Ia menjelaskan Pedrosa pernah baertarung dengan semua pembalap, seperti Rossi, Lorenzo, Marquez, Andrea Dovizioso, hingga Casey Stoner, tapi Pedrosa selalu memiliki kepribadiannya sendiri. Dia tidak lebih atau kurang disukai banyak orang saat ia masih berkompetisi. “Menurutku, Pedro tidak merasa senang karena dia tahu betul ia memiliki kualitas pembalap yang luar biasa, tapi ia tidak berada di tim yang tepat sehingga ia tidak dapat menunjukkan potensinya,” sambungnya.
Haro lebih menekankan pada Acosta bahwa dia bisa menjadi pembalap yang memperebutkan kejuaraan dunia, itupun kalau memakai motor yang sama dengan Marc. “Sebenarnya Acosta sudah tahu soal itu, tapi seseorang dengan ego seperti yang dimiliki oleh para pembalap super dan muncul omongan tersebut, ini menimbulkan hal yang serupa terjadi pada Lorenzo, yang dapat menang di lintasan, sebelum ia memiliki rekan seperti Valentino Rossi, yang memiliki kekuatan di luar lintasan,” katanya.

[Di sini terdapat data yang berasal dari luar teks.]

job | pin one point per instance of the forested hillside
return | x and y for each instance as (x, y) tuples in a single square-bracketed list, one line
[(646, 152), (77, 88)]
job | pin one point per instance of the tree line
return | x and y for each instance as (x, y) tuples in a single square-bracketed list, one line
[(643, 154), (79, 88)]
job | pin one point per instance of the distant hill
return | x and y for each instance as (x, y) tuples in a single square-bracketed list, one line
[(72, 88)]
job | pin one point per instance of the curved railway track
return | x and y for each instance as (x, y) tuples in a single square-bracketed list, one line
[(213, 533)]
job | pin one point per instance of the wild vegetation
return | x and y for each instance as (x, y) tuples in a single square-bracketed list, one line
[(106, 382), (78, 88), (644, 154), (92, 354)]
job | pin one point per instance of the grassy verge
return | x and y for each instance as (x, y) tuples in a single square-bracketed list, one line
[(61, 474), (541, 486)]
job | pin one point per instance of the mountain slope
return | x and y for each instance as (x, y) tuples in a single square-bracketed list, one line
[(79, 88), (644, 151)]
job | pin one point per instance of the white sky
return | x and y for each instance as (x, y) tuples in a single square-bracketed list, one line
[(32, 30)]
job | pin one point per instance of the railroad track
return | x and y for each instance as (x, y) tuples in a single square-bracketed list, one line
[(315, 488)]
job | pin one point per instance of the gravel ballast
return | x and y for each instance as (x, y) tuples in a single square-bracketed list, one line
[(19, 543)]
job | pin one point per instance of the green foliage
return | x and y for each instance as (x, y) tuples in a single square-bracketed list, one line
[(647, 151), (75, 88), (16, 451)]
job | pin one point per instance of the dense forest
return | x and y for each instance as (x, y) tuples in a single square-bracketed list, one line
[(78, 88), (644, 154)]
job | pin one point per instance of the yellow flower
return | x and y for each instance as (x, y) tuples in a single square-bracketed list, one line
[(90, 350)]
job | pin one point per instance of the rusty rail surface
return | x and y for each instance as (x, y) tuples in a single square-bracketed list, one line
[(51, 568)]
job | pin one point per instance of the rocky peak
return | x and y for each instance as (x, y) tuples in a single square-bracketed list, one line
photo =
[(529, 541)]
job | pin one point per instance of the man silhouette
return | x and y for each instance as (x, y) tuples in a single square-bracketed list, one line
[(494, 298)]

“Lorenzo berada di titik tersebut dan dia kurang lebih ingin meniru Rossi baik di dalam mauapun di luar lintasan, namun ia melihat dirinya tidak bisa melakukan hal serupa. Meski ia berkali-kali pergi menemui beberapa orang (untuk memvalidasi bahwa dia bisa seperti Rossi), saya pikir itu bukan cara yang tepat, seharusnya ia melakukannya dengan kecepatannya sendiri (jangan buru-buru untuk menjadi terkenal), tunjukkan kepada semua orang potensi yang dimiliki sebagai pembalap, bukan untuk menemui siapapun dan mengatakan dia tidak kalah dengan Rossi,” lanjut Oscar.